HACKER Q&A
📣 flownoon2

Does your work involve using data to make falsifiable predictions?


I've been a Data Scientist in some form for nearly 15 years, as a PhD student as well as at various industry and NGO jobs. My work post-PhD has been with various DaaS start ups that try to sell some sort of data driven "insight" to customers, which honestly involves a lot of iterating on making results "look right".

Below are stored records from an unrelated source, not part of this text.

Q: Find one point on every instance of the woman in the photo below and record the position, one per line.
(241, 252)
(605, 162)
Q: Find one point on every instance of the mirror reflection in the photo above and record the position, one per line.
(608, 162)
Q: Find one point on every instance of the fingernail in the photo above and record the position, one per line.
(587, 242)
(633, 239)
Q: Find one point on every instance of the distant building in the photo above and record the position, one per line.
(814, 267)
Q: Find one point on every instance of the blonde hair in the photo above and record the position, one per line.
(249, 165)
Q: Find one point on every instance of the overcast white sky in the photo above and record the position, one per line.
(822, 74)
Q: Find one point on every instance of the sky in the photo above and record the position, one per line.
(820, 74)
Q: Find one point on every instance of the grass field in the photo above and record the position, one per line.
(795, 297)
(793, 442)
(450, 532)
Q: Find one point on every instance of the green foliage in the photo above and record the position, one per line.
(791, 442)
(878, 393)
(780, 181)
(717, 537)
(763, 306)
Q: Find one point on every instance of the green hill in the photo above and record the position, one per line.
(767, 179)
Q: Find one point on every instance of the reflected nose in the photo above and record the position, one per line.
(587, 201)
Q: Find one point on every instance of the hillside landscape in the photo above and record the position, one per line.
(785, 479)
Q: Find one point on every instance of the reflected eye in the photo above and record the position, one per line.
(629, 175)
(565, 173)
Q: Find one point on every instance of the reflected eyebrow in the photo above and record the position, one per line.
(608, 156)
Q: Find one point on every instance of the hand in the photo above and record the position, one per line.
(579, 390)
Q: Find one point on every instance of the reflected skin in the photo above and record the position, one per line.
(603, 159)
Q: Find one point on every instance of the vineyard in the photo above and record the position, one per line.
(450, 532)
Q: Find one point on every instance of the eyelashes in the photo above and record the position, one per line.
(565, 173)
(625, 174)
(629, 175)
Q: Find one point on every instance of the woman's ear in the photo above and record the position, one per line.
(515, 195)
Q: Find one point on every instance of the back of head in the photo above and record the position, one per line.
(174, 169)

Recently I read a great analysis [1] of the climate analytics industry that really cast a lot of the work I've ever done in a new light. There are lots of start ups selling forecasts about the future risks of hurricanes, floods, wildfires, etc, for the year 2050 or even 2100. The issue is that there is no way for a customer or even a data producer to know the accuracy of those forecasts, at least not for another 30-80 years. Other industries I've worked in have similar problems of selling predictions that can't be readily tested. In such a context, there aren't really incentives for the business to invest in good data science, and there isn't even a way for a data scientist to _know_ if they're doing good data science.

Realizing that a lot of my career I've been pretty much a glorified used car salesman has really changed the way I see a lot of my work, and I'm considering a career switch.

Do any of you work in jobs that involve making falsifiable forecasts, and how do you like your jobs? Is there anything out there besides finance or optimizing for clicks on ads?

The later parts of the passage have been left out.